9. Click the Fill tab to see the background color options.

10. Select a color to use for shading the alternate rows of the selected range.

11. Click OK twice to close the dialog box and return to the worksheet.

12. Alternate columns in the selected range, beginning with column one, should now be shaded with the chosen background fill color.

Breaking Down the Formula

Conditional formatting is only applied when the specified condition is true.

In this example, the formula we entered into the conditional formatting dialog box is true when the remainder of the formula is equal to 1.
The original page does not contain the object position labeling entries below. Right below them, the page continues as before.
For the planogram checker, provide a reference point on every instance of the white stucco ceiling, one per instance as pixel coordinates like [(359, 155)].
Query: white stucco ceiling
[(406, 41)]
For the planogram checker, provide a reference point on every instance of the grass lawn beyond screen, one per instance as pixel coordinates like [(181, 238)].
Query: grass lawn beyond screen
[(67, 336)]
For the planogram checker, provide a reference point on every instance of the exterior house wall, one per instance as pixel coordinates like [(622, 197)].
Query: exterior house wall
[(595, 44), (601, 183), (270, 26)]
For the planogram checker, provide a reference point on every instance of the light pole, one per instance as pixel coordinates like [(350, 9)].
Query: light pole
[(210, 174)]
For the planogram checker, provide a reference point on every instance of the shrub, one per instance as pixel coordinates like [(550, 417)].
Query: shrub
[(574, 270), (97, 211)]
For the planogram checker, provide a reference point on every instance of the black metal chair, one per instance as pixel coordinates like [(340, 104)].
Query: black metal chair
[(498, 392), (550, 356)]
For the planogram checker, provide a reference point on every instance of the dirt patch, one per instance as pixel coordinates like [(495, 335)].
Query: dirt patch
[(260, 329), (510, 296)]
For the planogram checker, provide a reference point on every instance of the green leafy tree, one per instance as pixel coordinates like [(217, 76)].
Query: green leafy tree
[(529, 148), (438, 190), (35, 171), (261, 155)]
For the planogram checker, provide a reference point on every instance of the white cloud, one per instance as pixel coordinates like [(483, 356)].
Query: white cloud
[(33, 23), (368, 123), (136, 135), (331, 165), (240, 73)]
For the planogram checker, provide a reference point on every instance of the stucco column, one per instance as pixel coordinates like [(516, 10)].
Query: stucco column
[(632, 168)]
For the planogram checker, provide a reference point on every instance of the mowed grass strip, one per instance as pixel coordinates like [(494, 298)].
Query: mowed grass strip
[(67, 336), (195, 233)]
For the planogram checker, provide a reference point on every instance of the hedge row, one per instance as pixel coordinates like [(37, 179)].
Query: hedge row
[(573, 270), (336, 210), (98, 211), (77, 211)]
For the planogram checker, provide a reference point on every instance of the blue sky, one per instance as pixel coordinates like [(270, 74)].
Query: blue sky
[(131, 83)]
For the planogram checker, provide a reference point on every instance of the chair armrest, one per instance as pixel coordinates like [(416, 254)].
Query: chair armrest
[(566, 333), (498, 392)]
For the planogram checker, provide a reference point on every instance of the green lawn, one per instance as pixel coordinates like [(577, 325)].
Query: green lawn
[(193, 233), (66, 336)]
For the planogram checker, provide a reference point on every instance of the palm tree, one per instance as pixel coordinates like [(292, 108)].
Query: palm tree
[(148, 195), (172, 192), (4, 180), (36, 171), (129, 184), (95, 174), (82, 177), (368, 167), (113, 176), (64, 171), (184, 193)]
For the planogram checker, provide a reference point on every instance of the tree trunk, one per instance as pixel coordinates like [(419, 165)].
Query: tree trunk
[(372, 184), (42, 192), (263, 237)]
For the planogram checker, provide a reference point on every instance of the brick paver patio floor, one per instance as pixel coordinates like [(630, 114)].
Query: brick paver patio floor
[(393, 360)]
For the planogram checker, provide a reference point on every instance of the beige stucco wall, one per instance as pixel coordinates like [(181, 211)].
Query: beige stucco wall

The component parts of the formula are:

• The COLUMN() function gives us the number of each column. For example, column A = 1, column B = 2, column C = 3, and so on

• The MOD() function divides the column number by 2 - determined by the " 2 " in the formula - and checks to see if there is a remainder

• If there is a remainder, the formula checks to see if it is equal to 1

• If it is, then the formula is true, and the formatting is applied (column shading)

• If the remainder does not equal 1, then the formula is false, and the formatting is not applied

Changing the two numbers in the formula allows us to change the shading pattern in the worksheet.

For example, if the formula is written as =MOD( COLUMN( ), 2) =0, the shading will still shade alternate columns, but the shading will begin with column 2 instead of column 1.

Likewise, if the formula is written as =MOD( COLUMN( ), 3) =1, the shading starts with column 1, but every third column will be shaded instead of every second one.